Anyway, the debate popped up again last night after Cindy Hobbs, head of CMS' child nutrition program, briefed the board on the latest audit results, which showed 236 applications had been checked, and 66 didn't supply verification documents matching the income reported on the application. In another 36 cases, the families didn't respond. Board members Rhonda Lennon, Kaye McGarry and Tim Morgan said if potentially 43 percent of those applications had flaws, there must be thousands of similar cases of ineligible students receiving subsidized lunches. By Morgan's math, about 11,000.

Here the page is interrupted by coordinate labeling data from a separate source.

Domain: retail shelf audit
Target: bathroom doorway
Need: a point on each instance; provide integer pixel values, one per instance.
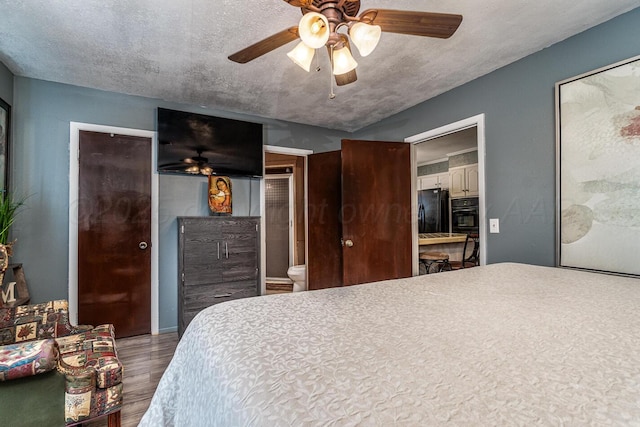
(279, 204)
(284, 218)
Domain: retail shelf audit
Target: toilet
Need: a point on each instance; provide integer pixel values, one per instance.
(298, 273)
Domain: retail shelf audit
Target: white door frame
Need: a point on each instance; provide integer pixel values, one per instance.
(289, 178)
(263, 242)
(475, 121)
(74, 181)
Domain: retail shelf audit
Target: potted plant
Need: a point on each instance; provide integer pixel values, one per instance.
(9, 207)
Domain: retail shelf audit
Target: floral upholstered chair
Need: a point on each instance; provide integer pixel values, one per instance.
(53, 373)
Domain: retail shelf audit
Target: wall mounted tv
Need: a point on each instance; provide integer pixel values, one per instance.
(197, 144)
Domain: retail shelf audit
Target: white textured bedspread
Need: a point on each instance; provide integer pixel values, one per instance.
(504, 344)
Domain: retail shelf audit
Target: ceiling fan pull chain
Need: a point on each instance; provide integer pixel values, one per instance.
(331, 94)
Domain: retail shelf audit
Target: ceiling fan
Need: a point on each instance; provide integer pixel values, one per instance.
(323, 22)
(195, 165)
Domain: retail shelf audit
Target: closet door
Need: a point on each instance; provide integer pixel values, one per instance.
(376, 211)
(359, 202)
(324, 199)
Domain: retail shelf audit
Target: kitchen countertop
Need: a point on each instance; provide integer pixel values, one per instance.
(439, 238)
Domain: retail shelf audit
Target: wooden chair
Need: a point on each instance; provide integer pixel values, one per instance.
(435, 262)
(473, 259)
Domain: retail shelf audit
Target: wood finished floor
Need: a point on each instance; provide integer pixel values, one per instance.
(144, 358)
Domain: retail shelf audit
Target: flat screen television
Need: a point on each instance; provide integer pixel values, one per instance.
(197, 144)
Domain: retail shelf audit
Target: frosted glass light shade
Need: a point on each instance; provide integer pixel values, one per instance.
(343, 61)
(314, 29)
(302, 55)
(365, 37)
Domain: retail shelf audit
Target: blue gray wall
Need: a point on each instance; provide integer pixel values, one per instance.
(518, 101)
(519, 104)
(42, 112)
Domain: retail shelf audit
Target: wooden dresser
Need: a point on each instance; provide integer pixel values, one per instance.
(217, 261)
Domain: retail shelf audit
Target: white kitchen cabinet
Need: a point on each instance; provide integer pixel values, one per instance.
(463, 181)
(436, 180)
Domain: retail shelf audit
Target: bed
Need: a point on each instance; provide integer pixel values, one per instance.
(503, 344)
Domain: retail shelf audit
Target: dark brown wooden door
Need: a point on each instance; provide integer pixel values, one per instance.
(376, 210)
(324, 199)
(114, 232)
(362, 195)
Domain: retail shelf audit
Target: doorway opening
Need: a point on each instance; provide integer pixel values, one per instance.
(279, 220)
(284, 216)
(451, 157)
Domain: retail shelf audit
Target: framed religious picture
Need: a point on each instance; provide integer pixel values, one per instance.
(598, 173)
(219, 195)
(5, 122)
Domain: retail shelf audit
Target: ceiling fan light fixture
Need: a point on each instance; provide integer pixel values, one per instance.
(314, 29)
(302, 55)
(365, 37)
(343, 61)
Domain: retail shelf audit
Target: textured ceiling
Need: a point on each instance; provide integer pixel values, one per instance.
(176, 50)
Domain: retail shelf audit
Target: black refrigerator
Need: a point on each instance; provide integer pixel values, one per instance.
(433, 211)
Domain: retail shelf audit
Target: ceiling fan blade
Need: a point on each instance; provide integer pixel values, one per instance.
(265, 46)
(426, 24)
(346, 78)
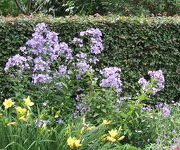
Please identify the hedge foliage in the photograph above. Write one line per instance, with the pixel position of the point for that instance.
(134, 44)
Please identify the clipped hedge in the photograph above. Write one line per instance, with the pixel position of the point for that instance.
(134, 44)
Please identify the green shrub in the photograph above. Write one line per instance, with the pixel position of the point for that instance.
(136, 45)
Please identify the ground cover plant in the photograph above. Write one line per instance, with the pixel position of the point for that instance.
(64, 101)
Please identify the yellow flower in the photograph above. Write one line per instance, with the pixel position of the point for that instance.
(110, 138)
(73, 142)
(11, 124)
(23, 118)
(106, 122)
(113, 133)
(21, 110)
(28, 102)
(8, 103)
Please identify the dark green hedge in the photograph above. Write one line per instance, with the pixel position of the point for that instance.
(134, 44)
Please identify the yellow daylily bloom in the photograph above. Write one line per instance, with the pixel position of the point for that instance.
(110, 138)
(11, 124)
(23, 118)
(21, 110)
(8, 103)
(73, 142)
(113, 133)
(106, 122)
(28, 102)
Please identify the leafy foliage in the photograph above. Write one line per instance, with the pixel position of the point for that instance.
(134, 44)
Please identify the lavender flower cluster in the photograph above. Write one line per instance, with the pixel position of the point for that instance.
(165, 109)
(17, 61)
(159, 81)
(112, 78)
(44, 49)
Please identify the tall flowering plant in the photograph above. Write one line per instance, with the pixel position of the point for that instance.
(63, 73)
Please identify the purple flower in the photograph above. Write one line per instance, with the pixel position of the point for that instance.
(18, 61)
(78, 41)
(82, 67)
(41, 65)
(166, 110)
(81, 55)
(41, 78)
(60, 121)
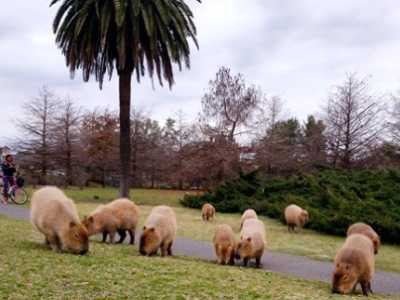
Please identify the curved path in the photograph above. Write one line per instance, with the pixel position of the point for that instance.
(303, 267)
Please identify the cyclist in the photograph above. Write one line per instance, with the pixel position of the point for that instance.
(8, 168)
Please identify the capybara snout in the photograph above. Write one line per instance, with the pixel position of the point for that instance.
(77, 241)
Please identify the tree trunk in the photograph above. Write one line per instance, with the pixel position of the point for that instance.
(125, 130)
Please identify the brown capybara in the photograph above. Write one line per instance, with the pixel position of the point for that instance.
(120, 215)
(368, 231)
(224, 244)
(354, 263)
(248, 214)
(207, 212)
(295, 217)
(159, 231)
(56, 217)
(252, 241)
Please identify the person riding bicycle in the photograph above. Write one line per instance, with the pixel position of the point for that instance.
(9, 169)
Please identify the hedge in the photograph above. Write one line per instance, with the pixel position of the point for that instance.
(335, 199)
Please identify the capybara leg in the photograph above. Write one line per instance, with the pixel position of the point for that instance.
(164, 250)
(245, 262)
(364, 288)
(258, 262)
(169, 249)
(232, 259)
(105, 233)
(122, 235)
(112, 237)
(369, 287)
(132, 235)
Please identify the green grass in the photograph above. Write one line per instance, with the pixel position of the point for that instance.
(28, 270)
(307, 243)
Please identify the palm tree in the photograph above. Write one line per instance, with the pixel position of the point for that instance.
(131, 36)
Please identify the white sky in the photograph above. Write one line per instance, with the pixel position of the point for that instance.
(297, 49)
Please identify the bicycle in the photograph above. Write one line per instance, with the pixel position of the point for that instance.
(16, 193)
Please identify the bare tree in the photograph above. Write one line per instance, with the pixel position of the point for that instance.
(37, 128)
(228, 105)
(352, 117)
(394, 123)
(67, 138)
(99, 134)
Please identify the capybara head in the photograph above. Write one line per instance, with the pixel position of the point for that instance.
(76, 240)
(90, 225)
(149, 241)
(344, 278)
(304, 217)
(244, 248)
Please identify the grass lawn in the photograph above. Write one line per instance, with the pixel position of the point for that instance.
(140, 196)
(308, 243)
(28, 270)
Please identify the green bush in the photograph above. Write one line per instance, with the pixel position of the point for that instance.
(334, 198)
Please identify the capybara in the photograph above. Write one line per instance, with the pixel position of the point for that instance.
(252, 241)
(207, 212)
(295, 217)
(248, 214)
(56, 217)
(159, 231)
(120, 215)
(368, 231)
(354, 263)
(224, 244)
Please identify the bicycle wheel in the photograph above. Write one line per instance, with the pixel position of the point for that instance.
(19, 196)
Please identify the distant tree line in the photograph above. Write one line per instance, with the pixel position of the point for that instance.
(238, 128)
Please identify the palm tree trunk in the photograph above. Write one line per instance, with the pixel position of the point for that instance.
(125, 130)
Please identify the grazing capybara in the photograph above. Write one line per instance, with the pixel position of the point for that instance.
(295, 217)
(56, 217)
(354, 263)
(120, 215)
(368, 231)
(159, 231)
(248, 214)
(207, 212)
(224, 244)
(252, 241)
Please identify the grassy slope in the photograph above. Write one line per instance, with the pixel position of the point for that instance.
(309, 243)
(140, 196)
(29, 271)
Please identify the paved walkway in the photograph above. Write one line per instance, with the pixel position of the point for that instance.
(303, 267)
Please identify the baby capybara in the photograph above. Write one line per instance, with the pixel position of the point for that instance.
(248, 214)
(252, 241)
(56, 217)
(159, 231)
(368, 231)
(120, 215)
(207, 212)
(354, 263)
(295, 217)
(224, 244)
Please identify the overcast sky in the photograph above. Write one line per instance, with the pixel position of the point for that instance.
(297, 49)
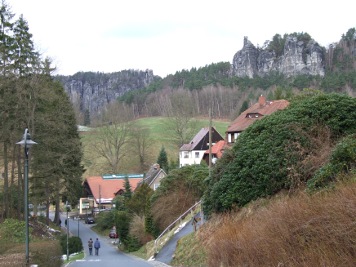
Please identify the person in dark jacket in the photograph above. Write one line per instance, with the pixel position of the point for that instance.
(97, 246)
(90, 246)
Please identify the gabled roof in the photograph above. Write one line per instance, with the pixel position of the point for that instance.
(256, 112)
(196, 140)
(217, 149)
(106, 189)
(201, 139)
(152, 173)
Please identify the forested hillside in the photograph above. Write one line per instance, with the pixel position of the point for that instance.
(212, 86)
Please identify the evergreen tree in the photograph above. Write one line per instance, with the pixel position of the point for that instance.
(128, 193)
(87, 117)
(25, 57)
(244, 106)
(163, 160)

All of which prompted the same round of debate that's been going on for years on the school board. Coach Joe White, Richard McElrath and others suggested there's probably no way to find out how many people are cheating, so just feed the kids. Lennon took offense, stressing that she wasn't suggesting letting kids go hungry. She said her main concern is the fact that CMS uses the free-lunch figures to determine lots of other things, including who gets exemptions from Advanced Placement test fees and sports fees, and figuring how many additional teachers to assign schools. That prompted Superintendent Peter Gorman to repeat what he always says: the free-lunch figures, whatever their flaws, are the best tool CMS has for predicting which students will struggle and need extra help.
Lennon was undeterred.
"You're going to hear way more about this from me," she said. "That's not a threat. That's a promise."